Phone Scammer Tells Montgomery Village Man His Son, Brother Would Be Held Hostage If He Didn’t Send Money
Montgomery County police say phone scammer has phoned residents in Rockville, Aspen HIll and Montgomery Village.
A Montgomery Village man was the victim of a phone scam in which a caller told him that his son and brother were being held hostage after an accident and would not be released unless he sent money to pay for the other person's vehicle, according to Montgomery County police.
The resident told the suspect he was calling police and ended the call, police said, and resident was able to verify that his brother was safe.
Montgomery County police have linked the incident to at least two others:
On Feb. 20, a Rockville resident received a call asking if she had a son. When she replied, “Yes”, the caller stated that her son was in a car accident and had been kidnapped. The suspect told the victim that her son would be killed unless the victim wired money. The suspect told the victim not to call police. The victim transferred money via wire transfer to Florida and Puerto Rico.
On Feb. 21, an Aspen Hill resident received a call that his brother had been shot. The resident did not believe the caller and began to ask probing questions. Police said the suspect hung up after realizing the resident did not believe the story.

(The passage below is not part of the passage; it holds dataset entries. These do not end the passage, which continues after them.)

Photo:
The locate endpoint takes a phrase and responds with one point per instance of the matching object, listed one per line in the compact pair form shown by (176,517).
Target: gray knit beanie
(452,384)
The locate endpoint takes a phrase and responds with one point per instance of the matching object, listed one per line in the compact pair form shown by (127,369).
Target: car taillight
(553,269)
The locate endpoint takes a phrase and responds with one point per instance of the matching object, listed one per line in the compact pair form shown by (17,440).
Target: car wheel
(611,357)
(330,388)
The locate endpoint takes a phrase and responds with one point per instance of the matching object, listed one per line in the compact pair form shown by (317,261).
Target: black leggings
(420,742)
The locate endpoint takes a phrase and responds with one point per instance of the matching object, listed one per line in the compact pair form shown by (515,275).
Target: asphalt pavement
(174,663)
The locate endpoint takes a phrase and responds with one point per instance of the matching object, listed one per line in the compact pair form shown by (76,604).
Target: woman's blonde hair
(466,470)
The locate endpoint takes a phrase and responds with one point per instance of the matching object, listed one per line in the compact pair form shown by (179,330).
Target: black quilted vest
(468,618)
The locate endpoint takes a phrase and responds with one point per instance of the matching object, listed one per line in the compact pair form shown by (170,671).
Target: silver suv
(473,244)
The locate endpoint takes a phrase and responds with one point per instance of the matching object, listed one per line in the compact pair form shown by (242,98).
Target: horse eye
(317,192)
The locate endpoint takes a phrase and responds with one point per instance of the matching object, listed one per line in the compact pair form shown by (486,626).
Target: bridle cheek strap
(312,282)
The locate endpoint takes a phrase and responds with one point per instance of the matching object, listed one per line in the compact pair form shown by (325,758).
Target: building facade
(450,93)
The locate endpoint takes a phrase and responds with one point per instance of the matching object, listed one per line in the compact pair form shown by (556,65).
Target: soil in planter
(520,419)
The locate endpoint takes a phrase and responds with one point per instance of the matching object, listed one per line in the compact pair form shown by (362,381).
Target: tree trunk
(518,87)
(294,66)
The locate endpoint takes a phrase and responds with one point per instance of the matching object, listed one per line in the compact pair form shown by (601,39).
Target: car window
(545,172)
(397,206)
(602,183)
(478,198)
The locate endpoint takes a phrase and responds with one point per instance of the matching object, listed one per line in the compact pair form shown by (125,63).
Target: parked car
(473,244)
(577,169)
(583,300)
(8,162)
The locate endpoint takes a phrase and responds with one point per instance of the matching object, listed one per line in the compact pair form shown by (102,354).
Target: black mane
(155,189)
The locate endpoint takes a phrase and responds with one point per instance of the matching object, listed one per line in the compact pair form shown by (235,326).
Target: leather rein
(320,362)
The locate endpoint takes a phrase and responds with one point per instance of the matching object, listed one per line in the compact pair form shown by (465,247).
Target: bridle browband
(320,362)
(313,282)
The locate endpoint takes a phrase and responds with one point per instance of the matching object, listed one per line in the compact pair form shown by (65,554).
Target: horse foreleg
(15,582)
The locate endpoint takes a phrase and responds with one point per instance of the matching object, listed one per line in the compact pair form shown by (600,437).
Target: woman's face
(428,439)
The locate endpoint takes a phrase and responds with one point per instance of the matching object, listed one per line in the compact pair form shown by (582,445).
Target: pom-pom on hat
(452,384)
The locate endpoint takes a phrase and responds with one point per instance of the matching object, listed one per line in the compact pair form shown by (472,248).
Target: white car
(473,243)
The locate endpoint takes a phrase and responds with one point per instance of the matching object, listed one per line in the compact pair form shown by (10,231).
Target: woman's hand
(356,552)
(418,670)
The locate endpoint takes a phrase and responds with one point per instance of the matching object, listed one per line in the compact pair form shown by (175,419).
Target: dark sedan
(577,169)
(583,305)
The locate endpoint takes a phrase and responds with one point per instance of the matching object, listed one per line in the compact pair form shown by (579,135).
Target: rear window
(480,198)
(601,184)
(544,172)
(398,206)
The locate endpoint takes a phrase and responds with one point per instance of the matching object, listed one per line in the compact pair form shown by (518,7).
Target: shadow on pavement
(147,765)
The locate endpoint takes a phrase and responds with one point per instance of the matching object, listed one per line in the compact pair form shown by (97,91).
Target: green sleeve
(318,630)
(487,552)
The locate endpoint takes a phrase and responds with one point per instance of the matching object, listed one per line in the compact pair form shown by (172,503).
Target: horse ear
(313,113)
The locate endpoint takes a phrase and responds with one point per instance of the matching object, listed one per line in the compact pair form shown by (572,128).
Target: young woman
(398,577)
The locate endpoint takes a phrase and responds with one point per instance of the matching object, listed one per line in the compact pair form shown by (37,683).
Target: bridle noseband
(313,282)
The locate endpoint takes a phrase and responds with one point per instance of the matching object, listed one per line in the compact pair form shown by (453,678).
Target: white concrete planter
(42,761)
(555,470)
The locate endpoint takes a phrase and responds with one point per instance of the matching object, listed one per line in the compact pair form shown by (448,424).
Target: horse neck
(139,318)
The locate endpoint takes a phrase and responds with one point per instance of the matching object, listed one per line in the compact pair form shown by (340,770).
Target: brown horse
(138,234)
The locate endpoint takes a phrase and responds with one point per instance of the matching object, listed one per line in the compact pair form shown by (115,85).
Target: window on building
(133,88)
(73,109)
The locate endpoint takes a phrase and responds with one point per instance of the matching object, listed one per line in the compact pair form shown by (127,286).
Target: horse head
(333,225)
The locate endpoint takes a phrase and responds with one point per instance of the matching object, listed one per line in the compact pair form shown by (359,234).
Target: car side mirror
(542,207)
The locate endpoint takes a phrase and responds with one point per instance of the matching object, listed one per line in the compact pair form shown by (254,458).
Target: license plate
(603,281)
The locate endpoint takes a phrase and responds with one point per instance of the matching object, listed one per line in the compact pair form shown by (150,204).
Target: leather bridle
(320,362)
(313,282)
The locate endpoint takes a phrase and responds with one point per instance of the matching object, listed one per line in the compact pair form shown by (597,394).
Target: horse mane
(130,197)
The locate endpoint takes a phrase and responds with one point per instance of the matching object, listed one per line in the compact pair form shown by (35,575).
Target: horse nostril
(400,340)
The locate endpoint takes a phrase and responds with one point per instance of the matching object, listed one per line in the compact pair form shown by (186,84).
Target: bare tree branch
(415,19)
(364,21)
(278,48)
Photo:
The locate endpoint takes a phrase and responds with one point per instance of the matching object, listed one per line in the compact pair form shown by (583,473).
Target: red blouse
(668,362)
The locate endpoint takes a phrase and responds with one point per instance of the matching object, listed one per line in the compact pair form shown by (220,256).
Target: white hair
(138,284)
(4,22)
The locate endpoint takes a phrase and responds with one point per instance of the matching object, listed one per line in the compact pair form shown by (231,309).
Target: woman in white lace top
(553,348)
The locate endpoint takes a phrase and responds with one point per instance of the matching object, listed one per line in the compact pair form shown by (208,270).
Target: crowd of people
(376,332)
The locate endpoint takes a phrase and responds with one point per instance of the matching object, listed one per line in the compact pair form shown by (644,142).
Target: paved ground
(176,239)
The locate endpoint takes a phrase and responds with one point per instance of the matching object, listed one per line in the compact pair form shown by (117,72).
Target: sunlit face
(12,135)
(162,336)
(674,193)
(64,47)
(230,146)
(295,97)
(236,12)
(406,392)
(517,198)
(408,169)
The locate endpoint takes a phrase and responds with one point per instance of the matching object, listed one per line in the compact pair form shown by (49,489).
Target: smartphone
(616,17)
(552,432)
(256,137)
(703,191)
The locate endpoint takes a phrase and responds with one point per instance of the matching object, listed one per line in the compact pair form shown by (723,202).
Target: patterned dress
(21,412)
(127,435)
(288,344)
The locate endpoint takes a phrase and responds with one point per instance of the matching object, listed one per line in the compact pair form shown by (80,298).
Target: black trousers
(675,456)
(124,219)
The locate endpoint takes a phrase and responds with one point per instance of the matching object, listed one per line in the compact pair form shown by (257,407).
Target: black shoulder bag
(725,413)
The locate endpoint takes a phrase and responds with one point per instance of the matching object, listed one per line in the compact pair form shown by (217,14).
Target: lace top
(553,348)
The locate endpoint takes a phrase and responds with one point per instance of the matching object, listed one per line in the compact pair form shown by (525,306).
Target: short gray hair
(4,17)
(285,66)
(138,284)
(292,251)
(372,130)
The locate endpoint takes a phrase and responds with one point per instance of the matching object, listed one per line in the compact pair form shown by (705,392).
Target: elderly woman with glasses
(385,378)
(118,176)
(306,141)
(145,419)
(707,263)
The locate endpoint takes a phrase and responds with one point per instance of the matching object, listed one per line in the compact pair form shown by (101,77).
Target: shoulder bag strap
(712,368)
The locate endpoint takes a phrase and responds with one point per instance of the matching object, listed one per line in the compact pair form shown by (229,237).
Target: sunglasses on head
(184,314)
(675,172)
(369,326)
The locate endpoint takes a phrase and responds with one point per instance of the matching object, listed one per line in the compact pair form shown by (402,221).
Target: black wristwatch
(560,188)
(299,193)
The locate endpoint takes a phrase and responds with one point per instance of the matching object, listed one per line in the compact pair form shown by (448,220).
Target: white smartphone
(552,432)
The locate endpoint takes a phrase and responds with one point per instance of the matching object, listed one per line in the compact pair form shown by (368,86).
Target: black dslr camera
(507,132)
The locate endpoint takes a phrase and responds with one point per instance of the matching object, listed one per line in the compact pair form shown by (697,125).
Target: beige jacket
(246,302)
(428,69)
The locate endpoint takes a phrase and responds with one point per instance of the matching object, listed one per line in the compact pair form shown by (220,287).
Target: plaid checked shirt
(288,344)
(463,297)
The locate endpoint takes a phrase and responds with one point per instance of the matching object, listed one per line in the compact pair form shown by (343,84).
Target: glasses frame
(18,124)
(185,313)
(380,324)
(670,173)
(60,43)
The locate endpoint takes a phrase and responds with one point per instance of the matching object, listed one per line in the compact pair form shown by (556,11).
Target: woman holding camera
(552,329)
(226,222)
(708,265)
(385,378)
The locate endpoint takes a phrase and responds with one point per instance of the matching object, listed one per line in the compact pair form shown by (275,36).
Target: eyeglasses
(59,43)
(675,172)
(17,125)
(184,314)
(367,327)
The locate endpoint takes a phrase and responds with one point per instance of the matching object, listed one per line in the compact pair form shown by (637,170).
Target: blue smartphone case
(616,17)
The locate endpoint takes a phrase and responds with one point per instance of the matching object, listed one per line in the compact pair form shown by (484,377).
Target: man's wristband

Police said the suspect in all three incidents called from the same phone number. Investigators said though the calls appear to be from a local number, they originated from outside the country.
Police: Phone Scam Not New to Montgomery County
Police said these scams are not new to Montgomery County and have been reported nearby. In November, police received reports in Friendship Heights of scammers posing as victims’ grandchildren.
Generally speaking, the scammer tells the victim that a family member or friend of the victim is in trouble or needs help. He or she asks leading questions in order to retrieve personal information, creating a sense of urgency. To assist in helping the family or friend, the scammer tells the victim to send money.
Through a method known as “spoofing,” a fake local-looking number will appear on the caller ID.
Police are urging residents not to give out information over the phone, to verify the caller’s story by taking with family or friends, and not to send money.